The 2007 GMC Sierra 1500 is a full-size pickup truck that rides and handles like a pickup truck.General Motors photo. People desiring something gentle and sedan-like should shop elsewhere.
Warren Brown
LA Times - Washington Post
LURAY, Va.:
The thermometer showed 24 degrees Fahrenheit. Cold winds swept down from Hawksbill Mountain, the tallest peak in Shenandoah Valley National Park. With the winds came snow flurries, which seemed to last longer than flurries should.
It was beautiful in the way that nature is beautiful when you accept its power, when you realise that the idea of conquering it is man's folly. We climbed back into the 2007 GMC Sierra 1500 extended-cab pickup. We proceeded cautiously. It mattered not that the Sierra is among the most robust of pickups available, a body-on-frame leviathan equipped with a big V-8 engine and four-wheel drive.
powerful pick-up
All along Interstate 81 and adjoining roads was plenty of evidence of what happens when drivers of four-wheel-drive and all-wheel-drive vehicles assume that man's technological savvy is capable of trumping ice. The ice wins, cancelling traction and throwing vehicles off the road, or tragically tumbling them and their occupants on to their heads and into oblivion.
I have a theory about big pickup trucks and why there are so many of them in places such as Luray and the swamp and bayou towns of my home state, Louisiana. Trucks are practical. They carry and pull lots of stuff, much of it heavy and unglamorous. Terrain and weather in those regions often are challenging. Two-wheel-drive wimpmobiles don't measure upto conditions. And most of the people in those areas are workers, people who turn wrenches, plant fields, lift bales and use hammers and saws as part of their daily regimen. They need vehicles that work as hard as they do.
automotive illusion victims
But, in a way, those rural truck drivers and owners are as much victims of automotive illusion as their paper-pushing, word-processing cousins in the city, where sports cars, luxury sedans, and super-bling sport-utility vehicles reign.
Cars and trucks are more than the sums of their parts. They have a meaning far beyond themselves. The city slicker in the high-end sedan is telling the world that he or she has arrived, if only at an elevated place in his or her own mind. The owner of a pickup truck in small-town America is declaring his or her just-folks status - a sort of down-to-earth ruggedness, an awareness that getting close to nature also means getting dirty, dented and scratched, a belief that only trucks are worthy of that bruising communion.

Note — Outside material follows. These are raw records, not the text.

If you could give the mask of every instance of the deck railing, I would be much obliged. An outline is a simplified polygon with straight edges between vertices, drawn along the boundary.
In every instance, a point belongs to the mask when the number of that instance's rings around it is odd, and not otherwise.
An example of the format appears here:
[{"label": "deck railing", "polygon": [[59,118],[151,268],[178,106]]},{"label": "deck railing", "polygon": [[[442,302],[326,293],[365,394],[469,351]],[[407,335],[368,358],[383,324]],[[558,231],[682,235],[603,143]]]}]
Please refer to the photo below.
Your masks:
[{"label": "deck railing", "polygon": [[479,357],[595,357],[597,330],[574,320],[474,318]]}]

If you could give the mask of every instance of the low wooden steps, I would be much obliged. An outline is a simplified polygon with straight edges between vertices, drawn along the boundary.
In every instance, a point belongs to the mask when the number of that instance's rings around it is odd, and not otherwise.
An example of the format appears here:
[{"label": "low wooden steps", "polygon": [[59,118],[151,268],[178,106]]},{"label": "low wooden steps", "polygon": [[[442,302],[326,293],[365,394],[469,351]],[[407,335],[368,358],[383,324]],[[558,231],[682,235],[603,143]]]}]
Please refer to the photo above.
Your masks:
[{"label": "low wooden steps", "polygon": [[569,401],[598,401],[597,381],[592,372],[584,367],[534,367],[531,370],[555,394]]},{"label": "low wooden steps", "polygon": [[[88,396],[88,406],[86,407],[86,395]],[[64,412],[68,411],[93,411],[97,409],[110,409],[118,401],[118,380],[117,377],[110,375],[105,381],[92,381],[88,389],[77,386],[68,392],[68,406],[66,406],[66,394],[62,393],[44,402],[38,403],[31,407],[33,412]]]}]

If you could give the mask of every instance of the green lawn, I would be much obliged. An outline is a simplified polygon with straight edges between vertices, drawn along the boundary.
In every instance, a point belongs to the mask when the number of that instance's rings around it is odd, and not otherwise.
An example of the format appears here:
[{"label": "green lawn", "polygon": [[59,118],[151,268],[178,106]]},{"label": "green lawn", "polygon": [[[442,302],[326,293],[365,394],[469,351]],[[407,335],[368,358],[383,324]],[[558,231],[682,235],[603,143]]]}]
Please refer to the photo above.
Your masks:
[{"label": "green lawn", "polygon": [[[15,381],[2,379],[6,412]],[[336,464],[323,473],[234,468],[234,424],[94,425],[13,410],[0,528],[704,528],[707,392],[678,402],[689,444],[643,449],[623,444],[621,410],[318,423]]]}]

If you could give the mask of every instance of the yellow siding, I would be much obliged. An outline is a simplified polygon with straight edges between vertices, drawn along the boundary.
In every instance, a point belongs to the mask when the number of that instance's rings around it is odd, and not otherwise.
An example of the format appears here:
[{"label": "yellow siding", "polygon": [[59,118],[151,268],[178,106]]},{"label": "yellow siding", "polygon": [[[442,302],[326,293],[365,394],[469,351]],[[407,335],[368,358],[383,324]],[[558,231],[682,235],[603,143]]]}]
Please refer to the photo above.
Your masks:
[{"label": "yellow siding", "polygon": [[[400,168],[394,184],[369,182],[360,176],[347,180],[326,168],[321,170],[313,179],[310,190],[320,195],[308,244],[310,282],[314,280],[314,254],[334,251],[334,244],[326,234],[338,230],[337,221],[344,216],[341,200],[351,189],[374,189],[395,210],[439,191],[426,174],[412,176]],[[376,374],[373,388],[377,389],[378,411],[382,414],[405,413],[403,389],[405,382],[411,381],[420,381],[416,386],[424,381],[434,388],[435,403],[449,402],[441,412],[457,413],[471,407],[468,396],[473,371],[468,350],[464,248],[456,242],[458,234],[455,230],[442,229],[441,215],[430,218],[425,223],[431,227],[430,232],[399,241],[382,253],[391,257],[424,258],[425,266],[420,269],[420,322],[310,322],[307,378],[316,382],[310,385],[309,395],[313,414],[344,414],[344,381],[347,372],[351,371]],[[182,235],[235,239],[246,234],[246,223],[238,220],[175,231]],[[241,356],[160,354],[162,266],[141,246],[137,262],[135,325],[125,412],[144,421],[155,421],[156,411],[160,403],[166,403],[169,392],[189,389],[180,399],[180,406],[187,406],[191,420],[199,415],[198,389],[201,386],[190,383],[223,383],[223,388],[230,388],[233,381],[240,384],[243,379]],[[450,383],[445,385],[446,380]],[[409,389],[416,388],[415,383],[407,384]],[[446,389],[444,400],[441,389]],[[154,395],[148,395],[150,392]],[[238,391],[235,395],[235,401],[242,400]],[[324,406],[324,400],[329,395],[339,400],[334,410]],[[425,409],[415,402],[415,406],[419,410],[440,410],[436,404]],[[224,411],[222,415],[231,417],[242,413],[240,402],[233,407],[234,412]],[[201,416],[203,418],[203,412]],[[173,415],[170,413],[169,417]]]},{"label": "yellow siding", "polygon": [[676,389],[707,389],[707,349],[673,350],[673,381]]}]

The GMC Sierra 1500 uses a GM technology called 'active fuel management'. It is a computer-assisted system that shuts off four of the engine's eight cylinders at moderate speeds, or when the truck is carrying nothing except the driver and a passenger or two. At higher speeds and with heavier loads, when more power is needed, all eight cylinders go to work. The upshot is a full-size, four-wheel-drive truck that can complete a 400-mile round-trip journey, including several side-road diversions, with 120 miles worth of regular unleaded gasolene left in its 26-gallon tank.
In the past, GM seemed to care little about the wide seams between panels in its pickup trucks, or about mundane materials and interior layouts of those vehicles. The seams in the new GMC Sierra 1500 are tight. Interior materials are high quality. An the passenger cabin still bespeaks 'work truck,' it is much more attractive and comfortable than the cabins of any of its predecessors.
It is a likeable truck, which is why, I suppose, there are somany of them running around rural Virginia. It fits well with the landscape of the Shenandoah Valley.